December 7, 2000
World FDI inflows are expected to exceed US$ 1.1 trillion this year, up 14% over 1999, according to preliminary estimates released today by UNCTAD. This dramatic increase represents a doubling in just three years; only a decade ago, total annual flows were about $200 billion.
More than four fifths of this year's FDI inflows were to developed countries (table 1). Increased flows to these countries resulted mostly from cross-border mergers and acquisitions (M&As), as reported in UNCTAD's World Investment Report 2000 (for background, see TAD/INF/2855 & 2856 of 3 October). Western Europe continues to be the largest host region to FDI, receiving an estimated US$ 597 billion.
However, one megadeal - the US$-180 billion takeover of Mannesmann (Germany) by Vodafone AirTouch (United Kingdom) - accounts for a significant part of the flows. M&A sales activity in Germany is likely to be boosted even more by the abolition of taxes on the sales of cross-holdings among firms, starting in 2001. This year's FDI inflows to that country were at a record high, reaching almost a quarter of a trillion dollars and rivalling those to the United States (estimated at US$ 260 billion). But the United States remains the single largest target country in cross-border M&As, with sales of US firms to foreign investors exceeding US$ 300 billion this year. M&As include portfolio acquisitions, which are not included in calculations of FDI.

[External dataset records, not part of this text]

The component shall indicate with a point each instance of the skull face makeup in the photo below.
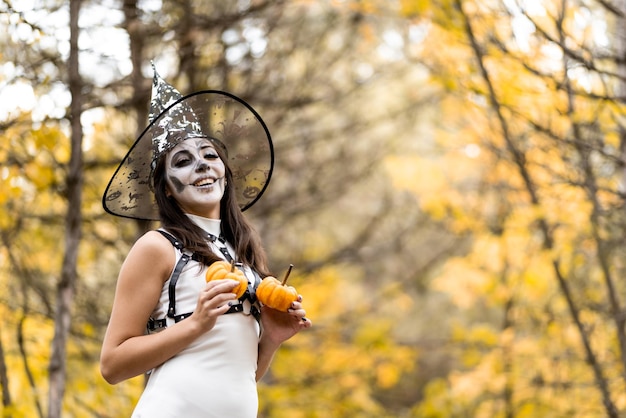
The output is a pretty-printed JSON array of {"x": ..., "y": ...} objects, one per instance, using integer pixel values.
[
  {"x": 232, "y": 124},
  {"x": 196, "y": 177}
]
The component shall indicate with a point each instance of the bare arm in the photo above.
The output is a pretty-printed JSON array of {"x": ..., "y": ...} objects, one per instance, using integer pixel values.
[
  {"x": 278, "y": 327},
  {"x": 126, "y": 350}
]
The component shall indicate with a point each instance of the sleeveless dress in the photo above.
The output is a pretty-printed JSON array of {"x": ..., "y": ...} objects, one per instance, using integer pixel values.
[{"x": 215, "y": 376}]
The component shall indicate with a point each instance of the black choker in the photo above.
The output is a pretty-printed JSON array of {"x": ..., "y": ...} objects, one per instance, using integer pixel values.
[{"x": 221, "y": 247}]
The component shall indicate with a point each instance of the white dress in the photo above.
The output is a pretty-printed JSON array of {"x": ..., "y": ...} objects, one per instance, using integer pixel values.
[{"x": 215, "y": 375}]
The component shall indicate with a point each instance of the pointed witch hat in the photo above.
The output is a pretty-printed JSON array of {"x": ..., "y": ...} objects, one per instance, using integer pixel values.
[{"x": 220, "y": 116}]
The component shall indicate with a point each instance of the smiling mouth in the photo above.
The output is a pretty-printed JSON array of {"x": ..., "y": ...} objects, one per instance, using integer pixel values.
[{"x": 206, "y": 182}]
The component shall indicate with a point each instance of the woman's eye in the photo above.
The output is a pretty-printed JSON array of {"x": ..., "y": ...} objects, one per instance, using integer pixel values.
[{"x": 181, "y": 162}]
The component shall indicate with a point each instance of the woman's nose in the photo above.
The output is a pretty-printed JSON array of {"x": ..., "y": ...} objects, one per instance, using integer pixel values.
[{"x": 202, "y": 167}]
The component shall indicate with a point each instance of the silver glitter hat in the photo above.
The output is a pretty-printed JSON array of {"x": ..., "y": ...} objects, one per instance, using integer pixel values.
[{"x": 220, "y": 116}]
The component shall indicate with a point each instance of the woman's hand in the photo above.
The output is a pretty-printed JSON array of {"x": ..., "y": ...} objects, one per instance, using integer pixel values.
[
  {"x": 214, "y": 300},
  {"x": 279, "y": 326}
]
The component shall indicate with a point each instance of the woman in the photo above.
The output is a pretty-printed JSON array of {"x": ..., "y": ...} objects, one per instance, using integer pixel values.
[{"x": 205, "y": 349}]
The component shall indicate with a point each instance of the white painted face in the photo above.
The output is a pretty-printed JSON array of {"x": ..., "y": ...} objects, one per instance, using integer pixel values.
[{"x": 196, "y": 177}]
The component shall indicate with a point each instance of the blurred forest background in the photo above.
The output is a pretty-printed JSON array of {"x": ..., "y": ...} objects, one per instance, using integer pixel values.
[{"x": 449, "y": 184}]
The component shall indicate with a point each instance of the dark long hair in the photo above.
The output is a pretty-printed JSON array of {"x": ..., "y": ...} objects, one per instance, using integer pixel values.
[{"x": 235, "y": 227}]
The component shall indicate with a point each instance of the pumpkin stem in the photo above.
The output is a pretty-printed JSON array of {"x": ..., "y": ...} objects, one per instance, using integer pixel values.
[{"x": 287, "y": 274}]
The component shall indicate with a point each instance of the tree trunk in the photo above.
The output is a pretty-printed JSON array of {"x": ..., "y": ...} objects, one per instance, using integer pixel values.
[
  {"x": 67, "y": 283},
  {"x": 4, "y": 379}
]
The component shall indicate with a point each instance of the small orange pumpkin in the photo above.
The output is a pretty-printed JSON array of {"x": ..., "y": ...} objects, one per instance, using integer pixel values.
[
  {"x": 277, "y": 295},
  {"x": 224, "y": 270}
]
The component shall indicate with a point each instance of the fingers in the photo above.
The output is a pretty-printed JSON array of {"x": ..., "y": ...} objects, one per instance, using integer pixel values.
[
  {"x": 298, "y": 312},
  {"x": 217, "y": 294}
]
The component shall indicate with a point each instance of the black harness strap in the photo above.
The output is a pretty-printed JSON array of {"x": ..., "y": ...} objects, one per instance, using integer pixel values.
[
  {"x": 154, "y": 324},
  {"x": 184, "y": 259}
]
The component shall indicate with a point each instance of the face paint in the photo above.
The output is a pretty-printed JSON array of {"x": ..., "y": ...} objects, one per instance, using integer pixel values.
[
  {"x": 178, "y": 185},
  {"x": 196, "y": 177}
]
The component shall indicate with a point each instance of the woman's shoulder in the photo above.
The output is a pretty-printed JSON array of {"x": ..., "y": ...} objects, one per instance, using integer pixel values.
[{"x": 153, "y": 243}]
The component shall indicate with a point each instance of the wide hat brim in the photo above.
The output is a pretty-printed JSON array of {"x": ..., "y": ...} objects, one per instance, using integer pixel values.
[{"x": 222, "y": 116}]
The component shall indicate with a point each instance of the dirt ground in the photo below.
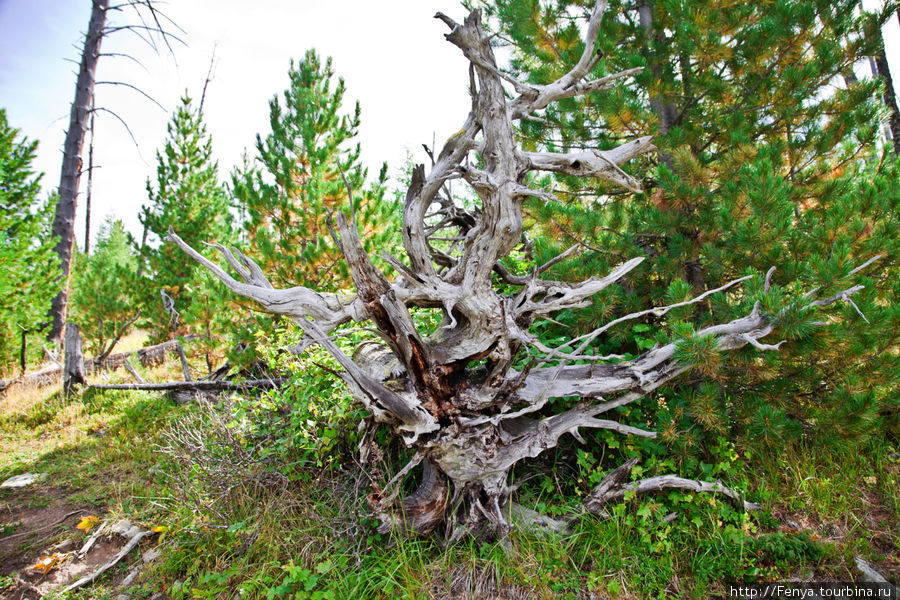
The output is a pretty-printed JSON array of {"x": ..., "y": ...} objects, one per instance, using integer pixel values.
[{"x": 39, "y": 525}]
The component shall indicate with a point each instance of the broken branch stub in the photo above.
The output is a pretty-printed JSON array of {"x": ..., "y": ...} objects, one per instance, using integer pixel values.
[{"x": 454, "y": 395}]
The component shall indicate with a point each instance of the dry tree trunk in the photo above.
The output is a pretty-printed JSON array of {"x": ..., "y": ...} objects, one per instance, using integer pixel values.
[
  {"x": 456, "y": 396},
  {"x": 70, "y": 176}
]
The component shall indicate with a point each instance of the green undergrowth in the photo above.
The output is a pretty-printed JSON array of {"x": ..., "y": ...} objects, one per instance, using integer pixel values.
[{"x": 260, "y": 497}]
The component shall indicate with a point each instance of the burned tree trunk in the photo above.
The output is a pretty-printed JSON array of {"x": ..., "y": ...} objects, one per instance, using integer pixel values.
[
  {"x": 462, "y": 395},
  {"x": 70, "y": 176}
]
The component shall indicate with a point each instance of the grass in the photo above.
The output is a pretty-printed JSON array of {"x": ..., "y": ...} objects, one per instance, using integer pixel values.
[{"x": 304, "y": 533}]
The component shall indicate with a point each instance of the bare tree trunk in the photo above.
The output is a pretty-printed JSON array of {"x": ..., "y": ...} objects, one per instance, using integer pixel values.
[
  {"x": 70, "y": 176},
  {"x": 74, "y": 369},
  {"x": 23, "y": 351},
  {"x": 890, "y": 98},
  {"x": 87, "y": 200},
  {"x": 472, "y": 397}
]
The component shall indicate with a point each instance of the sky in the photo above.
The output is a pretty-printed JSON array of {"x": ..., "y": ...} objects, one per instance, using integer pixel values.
[{"x": 410, "y": 82}]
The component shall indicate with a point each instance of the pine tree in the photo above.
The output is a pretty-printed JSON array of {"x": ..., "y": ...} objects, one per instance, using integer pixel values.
[
  {"x": 100, "y": 304},
  {"x": 763, "y": 162},
  {"x": 27, "y": 263},
  {"x": 298, "y": 177},
  {"x": 177, "y": 298}
]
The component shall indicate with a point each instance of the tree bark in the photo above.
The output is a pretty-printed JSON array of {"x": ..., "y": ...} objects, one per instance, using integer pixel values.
[
  {"x": 890, "y": 98},
  {"x": 74, "y": 358},
  {"x": 70, "y": 175},
  {"x": 460, "y": 396}
]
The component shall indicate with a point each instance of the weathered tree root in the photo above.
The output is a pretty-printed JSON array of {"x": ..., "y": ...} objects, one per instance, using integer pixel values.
[
  {"x": 614, "y": 487},
  {"x": 456, "y": 397},
  {"x": 90, "y": 578}
]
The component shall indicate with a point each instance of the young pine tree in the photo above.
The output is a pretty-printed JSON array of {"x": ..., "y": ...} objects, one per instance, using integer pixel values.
[
  {"x": 27, "y": 263},
  {"x": 296, "y": 179},
  {"x": 177, "y": 297},
  {"x": 766, "y": 159},
  {"x": 100, "y": 303}
]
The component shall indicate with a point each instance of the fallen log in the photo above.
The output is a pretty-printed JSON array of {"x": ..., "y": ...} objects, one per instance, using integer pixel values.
[
  {"x": 149, "y": 356},
  {"x": 194, "y": 386}
]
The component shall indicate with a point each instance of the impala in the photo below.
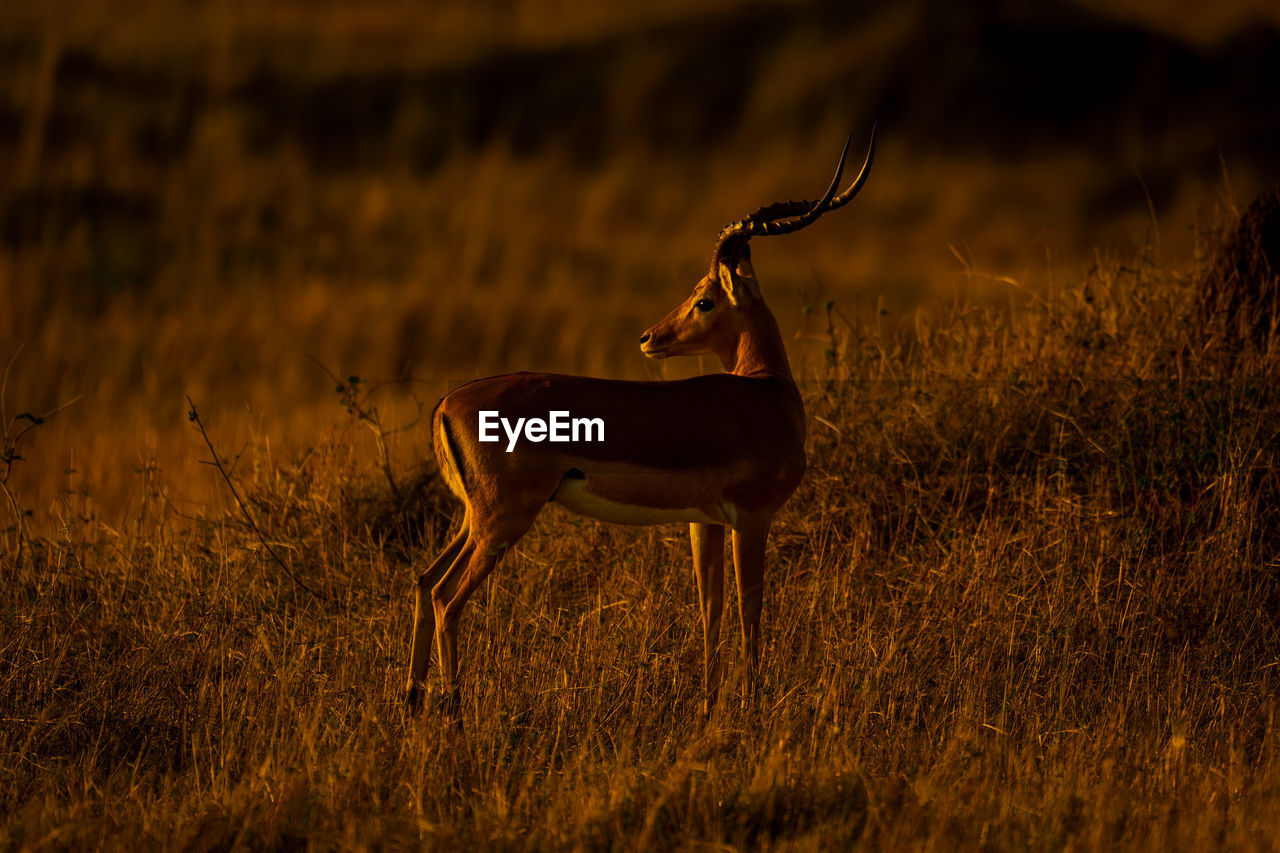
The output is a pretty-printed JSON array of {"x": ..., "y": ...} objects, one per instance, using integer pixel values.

Total FDI inflows to developing countries in 2000 (US$ 190 billion) remained at the same level as the previous year, but those countries' share in the world total fell to 17% (table 1). This decline has continued since 1997. The largest slump within that category in FDI flows this year was observed in Argentina (down by US$ 15 billion). Increases were recorded for Egypt and Tunisia in Africa; Mexico and Venezuela in Latin America; and Malaysia and Taiwan Province of China in Asia among others.
Flows to China and Brazil - respectively the first and second largest FDI recipients among developing countries - were largely unchanged. However, in anticipation of China's entry into the WTO, approved investments in China are already on the rise. West Asia is also likely to see sizeable FDI inflows, as both Iran and Jordan have already recorded increases this year. Africa continues to receive small amounts of FDI, although the totals were 10% higher than the previous year. Overall, Africa and Asia both gained in FDI flows, while flows to Latin America and the Caribbean declined.
As to Central and Eastern Europe, FDI flows are projected to reach US$ 30 billion this year, due to a combination of increased political stability, lower country risks and relatively high labour skills. Inflows are growing particularly to the Czech Republic, Hungary, Poland and the Russian Federation. European firms are expanding in this region, which is increasingly recognized as a competitive European production site; the expansion is also in response to the expected enlargement of the European Union to include some Eastern European countries. Privatization deals, along with generous tax incentives in some countries, have contributed to the region's FDI boost as well.